Date of Conferral
Public Policy and Administration
African American police officers, as other African Americans, report being subjected to racial profiling by police officers, and that these encounters have, in some cases, resulted in excessive and unjustified use of force. These types of occurrences have resulted in a divide between African American and Caucasian police officers. The purpose of this phenomenological research study was to explore the experiences and perceptions of African American male police officers in the State of New Jersey who feel they have been discriminated against by fellow law enforcement officers. Weber's social relationship theory served as the theoretical framework for this study. Data were collected through semistructured interviews with a snowball sample of 20 participants. Data were coded and analyzed using a modified van Kaam method of analysis.
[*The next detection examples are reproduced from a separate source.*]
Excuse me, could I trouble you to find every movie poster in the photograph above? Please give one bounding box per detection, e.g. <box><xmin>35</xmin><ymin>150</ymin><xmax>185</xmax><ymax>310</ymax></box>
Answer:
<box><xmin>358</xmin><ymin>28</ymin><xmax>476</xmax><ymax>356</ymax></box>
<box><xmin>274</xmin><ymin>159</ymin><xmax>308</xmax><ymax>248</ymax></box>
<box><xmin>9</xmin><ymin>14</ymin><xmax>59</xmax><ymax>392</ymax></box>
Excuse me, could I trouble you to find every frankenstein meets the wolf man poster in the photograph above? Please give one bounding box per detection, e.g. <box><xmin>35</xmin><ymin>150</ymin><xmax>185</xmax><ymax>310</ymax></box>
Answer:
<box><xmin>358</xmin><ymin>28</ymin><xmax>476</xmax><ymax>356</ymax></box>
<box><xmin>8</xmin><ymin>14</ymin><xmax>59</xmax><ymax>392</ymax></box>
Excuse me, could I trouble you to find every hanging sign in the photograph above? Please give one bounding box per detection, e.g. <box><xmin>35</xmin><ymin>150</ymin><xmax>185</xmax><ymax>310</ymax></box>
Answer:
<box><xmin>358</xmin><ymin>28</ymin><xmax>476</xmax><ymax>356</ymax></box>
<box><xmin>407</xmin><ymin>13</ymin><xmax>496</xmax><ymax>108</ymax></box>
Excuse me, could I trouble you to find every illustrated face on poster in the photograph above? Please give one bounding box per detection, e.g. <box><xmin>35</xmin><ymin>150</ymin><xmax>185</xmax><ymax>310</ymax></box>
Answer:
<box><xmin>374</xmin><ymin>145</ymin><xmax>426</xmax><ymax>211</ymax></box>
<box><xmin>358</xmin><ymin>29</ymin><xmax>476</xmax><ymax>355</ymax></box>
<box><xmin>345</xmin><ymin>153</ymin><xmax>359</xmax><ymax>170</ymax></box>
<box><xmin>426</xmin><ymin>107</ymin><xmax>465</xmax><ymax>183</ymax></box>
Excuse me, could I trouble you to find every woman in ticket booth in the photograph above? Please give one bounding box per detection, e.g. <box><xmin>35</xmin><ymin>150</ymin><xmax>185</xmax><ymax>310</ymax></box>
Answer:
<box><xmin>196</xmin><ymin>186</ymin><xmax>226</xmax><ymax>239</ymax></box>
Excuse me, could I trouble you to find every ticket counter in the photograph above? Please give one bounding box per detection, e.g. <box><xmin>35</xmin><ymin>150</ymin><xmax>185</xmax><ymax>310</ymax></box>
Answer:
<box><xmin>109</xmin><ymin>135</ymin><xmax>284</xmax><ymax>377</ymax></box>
Findings revealed that most participants felt they had been stopped for no reason, and that they were disrespected by fellow officers, even when they revealed they were law enforcement officers. Many times, participants sensed that the disclosure of their status as a police officer was met with increased suspicion. Consistent with social relationship theory, a significant theme was that participants perceived that they were considered by Caucasian officers to be a member of a subgroup, rather than a member of the dominant group. The implications for positive social change include recommendations to law enforcement policymakers and leaders to learn about the detrimental effects of racial profiling on African American male police officers' morale, work ethic, job satisfaction, and personal feelings of worth as well as to focus resources on creating stronger policies against racial profiling and effective training and oversight of police officers.